Swiss railways faced an uphill struggle
Switzerland’s railways are today held up as a model of efficiency, with one of the most extensive networks in Europe and trains running like clockwork.
But they were slow to work up a head of steam, and when the first line came into service in 1847, it was already 20 years behind the times.
The 23.3-kilometre track linking Zurich to Baden was small compared with those already stretching across the rest of the continent.
But if Switzerland was slow off the mark, it was because politics and geography put the brakes on progress.
“You have to remember that in the first half of the 19th century, Switzerland was nothing more that a loose alliance of states,” said Kilian Elsasser, director of Lucerne’s transport museum.

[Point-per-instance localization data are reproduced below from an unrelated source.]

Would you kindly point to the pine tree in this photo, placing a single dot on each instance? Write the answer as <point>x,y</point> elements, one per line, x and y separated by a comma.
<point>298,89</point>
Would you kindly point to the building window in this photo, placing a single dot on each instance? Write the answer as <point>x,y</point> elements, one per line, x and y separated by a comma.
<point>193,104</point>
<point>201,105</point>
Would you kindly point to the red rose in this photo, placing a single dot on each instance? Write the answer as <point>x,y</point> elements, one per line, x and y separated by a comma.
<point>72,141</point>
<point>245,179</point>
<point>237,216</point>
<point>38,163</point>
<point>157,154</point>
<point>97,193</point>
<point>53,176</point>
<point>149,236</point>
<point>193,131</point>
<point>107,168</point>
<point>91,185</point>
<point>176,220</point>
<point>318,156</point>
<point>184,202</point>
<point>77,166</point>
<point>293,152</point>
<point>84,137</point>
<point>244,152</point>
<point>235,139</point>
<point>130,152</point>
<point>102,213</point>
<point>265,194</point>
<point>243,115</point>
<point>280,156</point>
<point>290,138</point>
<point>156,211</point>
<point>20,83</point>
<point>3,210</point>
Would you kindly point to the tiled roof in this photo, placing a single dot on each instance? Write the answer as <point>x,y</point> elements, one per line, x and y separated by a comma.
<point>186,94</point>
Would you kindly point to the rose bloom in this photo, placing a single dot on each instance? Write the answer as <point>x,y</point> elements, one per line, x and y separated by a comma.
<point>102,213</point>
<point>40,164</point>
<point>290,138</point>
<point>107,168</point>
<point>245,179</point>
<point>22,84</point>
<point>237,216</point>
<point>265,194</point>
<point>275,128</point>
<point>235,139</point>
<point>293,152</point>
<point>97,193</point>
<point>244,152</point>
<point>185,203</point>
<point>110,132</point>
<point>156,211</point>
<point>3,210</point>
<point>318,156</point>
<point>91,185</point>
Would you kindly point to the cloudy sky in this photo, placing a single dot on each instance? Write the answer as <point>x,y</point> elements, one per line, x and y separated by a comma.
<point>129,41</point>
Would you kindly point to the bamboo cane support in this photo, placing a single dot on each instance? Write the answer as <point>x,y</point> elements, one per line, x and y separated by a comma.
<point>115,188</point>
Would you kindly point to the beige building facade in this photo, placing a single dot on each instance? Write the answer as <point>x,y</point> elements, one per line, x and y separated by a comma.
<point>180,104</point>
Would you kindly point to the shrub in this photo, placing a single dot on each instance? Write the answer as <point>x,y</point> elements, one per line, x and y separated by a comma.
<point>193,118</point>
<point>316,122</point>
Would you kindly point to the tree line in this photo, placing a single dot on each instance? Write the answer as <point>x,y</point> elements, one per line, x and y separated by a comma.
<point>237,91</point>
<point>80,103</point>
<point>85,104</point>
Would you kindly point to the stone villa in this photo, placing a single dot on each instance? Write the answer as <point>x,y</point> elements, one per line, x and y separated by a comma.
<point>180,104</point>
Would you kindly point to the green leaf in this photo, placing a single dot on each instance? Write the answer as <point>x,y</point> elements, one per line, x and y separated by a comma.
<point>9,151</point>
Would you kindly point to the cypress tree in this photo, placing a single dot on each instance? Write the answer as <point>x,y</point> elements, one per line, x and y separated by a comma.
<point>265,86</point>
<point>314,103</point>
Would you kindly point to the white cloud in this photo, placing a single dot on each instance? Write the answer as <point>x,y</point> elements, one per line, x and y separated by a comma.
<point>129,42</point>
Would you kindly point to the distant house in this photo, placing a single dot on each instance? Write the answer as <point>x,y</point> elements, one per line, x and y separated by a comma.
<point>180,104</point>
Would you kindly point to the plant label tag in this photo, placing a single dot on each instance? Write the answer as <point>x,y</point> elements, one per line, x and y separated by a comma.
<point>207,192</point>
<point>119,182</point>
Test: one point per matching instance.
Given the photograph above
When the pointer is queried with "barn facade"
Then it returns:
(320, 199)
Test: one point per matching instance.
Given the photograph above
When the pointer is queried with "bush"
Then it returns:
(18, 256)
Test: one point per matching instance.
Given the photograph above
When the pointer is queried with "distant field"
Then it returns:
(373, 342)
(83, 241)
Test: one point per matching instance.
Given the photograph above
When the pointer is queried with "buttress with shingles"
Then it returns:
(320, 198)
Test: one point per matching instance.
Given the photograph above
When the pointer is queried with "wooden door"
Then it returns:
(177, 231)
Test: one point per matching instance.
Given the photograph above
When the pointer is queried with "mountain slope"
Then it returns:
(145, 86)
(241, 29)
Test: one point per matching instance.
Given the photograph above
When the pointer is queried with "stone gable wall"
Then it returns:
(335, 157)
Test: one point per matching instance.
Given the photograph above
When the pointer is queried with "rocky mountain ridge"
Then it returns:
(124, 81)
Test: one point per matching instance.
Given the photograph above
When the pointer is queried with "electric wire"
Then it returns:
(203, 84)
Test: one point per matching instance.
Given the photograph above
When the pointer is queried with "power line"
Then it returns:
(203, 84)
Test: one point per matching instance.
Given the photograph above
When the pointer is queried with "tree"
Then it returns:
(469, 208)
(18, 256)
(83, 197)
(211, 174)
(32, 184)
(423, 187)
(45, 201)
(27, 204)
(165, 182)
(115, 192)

“The cantons oversaw early railway development, and they were too small to consider projects like a line between Geneva and Zurich.”
Tough landscape
Switzerland’s mountainous landscape also hampered development of the railways, which meant the first train services appeared only around major towns and cities.
But the enthusiasm for railways overcame these difficulties by the middle of the century. In a few decades, with the help of German, French and Italian investors, Switzerland had caught up with its neighbours.
The Gotthard line was opened in 1882, putting Basel just ten hours away from Chiasso, on the Italian border.
People from all over Europe came to admire the project with its soaring bridges and its 15-kilometre tunnel, and it was even compared at the time to the Suez Canal.
What visitors tended to overlook was the living hell the construction workers, who were mostly Italian, went through. At least 199 of them gave their lives for the Gotthard.
National railways
Nothing, however, could stand in the way of progress. A large majority of Swiss citizens voted in 1898 to nationalise most of the rail network, owned at the time by five major and 26 smaller companies.
“Most companies were losing money, and investors weren’t interested in putting funds into railway projects,” Elsasser told swissinfo.
“On the other hand, the federal state, which had become much stronger, realised that it had an obligation to ensure the survival of the rail network.”
Like many historians, Elsasser believes that the price – over SFr1 billion – was too much.
“It was important at the time, though, to buy everything in one single purchase,” he added.
“The Swiss government didn’t like the idea that foreign shareholders could possibly control the railway network.”
The Swiss Federal Railways inherited rundown tracks and rolling stock, and had to invest massively during the first decades of the 20th century to upgrade its facilities and electrify its network.